Bedales’ Art Barn – Architecture Today
In an article for Architecture Today, writer and designer Oliver Lowenstein explains that the new Bedales Art & Design Building both connects with and breaks from the school’s aesthetic past.
From the outset, Oliver explains, the school philosophy emphasised the arts, crafts and drama. In the early 20th century, Bedales’ focus on the imagination and the child’s creative potential drew many artists, craftspeople and writers including the Arts & Crafts furniture-makers and builders Sidney and Edward Barnsley and the architect Ernest Gimson. They designed and helped to build both Lupton Hall (1911) and the oak-framed Memorial Library (1919), with the latter regarded as one of the finest buildings of its time in the country. This connection to the Arts & Crafts movement was further emphasised by the school’s embracing of outdoor work, with a curriculum encompassing gardening, tree planting, livestock tending and barn building.

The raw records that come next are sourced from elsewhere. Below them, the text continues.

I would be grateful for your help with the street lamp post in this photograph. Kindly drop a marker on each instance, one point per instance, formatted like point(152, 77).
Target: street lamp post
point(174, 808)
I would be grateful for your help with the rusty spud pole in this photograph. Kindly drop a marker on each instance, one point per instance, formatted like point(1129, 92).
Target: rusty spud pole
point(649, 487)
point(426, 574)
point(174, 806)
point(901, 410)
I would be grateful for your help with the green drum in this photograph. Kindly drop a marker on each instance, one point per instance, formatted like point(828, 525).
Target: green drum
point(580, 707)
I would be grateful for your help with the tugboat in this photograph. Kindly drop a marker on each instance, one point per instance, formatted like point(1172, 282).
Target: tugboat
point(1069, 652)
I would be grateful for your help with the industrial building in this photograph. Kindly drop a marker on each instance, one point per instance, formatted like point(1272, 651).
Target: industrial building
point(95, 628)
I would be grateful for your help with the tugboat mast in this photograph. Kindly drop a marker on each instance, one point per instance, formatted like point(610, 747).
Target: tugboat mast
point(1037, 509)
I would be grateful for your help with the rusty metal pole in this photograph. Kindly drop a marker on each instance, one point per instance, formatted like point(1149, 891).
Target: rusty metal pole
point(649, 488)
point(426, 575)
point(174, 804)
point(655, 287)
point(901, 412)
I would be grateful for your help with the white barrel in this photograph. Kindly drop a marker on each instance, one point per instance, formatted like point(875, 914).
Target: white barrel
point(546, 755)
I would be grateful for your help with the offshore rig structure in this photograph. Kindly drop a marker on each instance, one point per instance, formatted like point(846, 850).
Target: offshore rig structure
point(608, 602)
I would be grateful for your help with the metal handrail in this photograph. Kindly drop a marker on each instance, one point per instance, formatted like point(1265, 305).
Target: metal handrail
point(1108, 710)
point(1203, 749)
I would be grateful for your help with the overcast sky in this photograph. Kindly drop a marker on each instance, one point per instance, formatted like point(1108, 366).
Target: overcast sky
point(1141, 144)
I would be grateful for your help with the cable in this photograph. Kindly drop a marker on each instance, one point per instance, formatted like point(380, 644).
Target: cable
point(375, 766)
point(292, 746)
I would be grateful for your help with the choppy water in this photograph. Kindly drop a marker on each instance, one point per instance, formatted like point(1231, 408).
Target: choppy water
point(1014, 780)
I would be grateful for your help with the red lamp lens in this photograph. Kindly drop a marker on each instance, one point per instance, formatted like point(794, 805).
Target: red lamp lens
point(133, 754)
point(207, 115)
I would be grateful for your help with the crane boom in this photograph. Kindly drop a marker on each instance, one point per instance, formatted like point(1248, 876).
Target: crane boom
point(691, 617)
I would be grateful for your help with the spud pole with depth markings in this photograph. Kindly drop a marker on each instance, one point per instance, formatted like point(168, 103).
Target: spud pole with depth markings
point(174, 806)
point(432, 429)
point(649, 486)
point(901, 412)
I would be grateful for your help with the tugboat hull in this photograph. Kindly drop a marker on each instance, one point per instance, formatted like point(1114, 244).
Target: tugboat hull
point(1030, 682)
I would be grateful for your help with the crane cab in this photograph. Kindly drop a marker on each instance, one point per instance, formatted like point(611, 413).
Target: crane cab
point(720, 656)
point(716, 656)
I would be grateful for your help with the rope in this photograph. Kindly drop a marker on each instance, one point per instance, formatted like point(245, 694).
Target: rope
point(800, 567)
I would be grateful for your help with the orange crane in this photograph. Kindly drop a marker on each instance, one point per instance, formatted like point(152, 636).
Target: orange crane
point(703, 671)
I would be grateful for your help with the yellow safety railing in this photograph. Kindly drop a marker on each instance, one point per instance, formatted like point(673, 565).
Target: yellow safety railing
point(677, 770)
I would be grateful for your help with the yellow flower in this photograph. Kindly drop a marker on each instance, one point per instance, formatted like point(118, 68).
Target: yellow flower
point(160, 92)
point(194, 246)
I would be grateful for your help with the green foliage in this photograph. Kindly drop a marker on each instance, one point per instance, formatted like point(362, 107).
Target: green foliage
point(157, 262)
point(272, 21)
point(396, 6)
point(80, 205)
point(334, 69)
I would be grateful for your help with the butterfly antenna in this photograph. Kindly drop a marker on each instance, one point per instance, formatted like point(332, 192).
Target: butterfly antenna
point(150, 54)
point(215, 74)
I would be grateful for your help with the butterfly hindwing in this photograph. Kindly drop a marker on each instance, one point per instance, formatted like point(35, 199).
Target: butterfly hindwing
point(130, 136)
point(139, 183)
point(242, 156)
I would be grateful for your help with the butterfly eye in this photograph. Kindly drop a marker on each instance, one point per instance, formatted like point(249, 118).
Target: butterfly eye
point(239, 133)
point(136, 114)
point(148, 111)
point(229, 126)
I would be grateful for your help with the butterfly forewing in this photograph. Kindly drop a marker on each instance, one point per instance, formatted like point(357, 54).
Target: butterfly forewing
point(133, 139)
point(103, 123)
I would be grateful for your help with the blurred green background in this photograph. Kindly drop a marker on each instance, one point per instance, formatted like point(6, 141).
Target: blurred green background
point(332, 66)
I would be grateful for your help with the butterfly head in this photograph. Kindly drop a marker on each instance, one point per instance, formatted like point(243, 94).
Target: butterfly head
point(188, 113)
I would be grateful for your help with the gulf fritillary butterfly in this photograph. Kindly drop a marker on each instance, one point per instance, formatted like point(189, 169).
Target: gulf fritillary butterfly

More recently, continuity came with the appointment of FCB Studios for the development of the timber-framed and clad Olivier Theatre (1996), which saw students assist with carpentry and brickwork. However, the second FCB Studios project – the Art & Design Building (2016) – can be interpreted as a break from the Arts & Crafts tradition, argues Oliver, with an architectural sensibility closer to that of Walters and Cohen’s 2006 Orchard Building than the Olivier Theatre. The building comprises five integrated timber-clad ‘sheds’ surrounding a single oak tree. The stripped-back restraint of the ridge-roofed forms, with the fifth shed extending outwards, suggests what Oliver Lowenstein describes as “an allegiance to the restrained ‘rough-hewn’ aesthetic that has spread through English architecture”, with David Chipperfield’s Kings Cross studio for Anthony Gormley acknowledged as a precedent.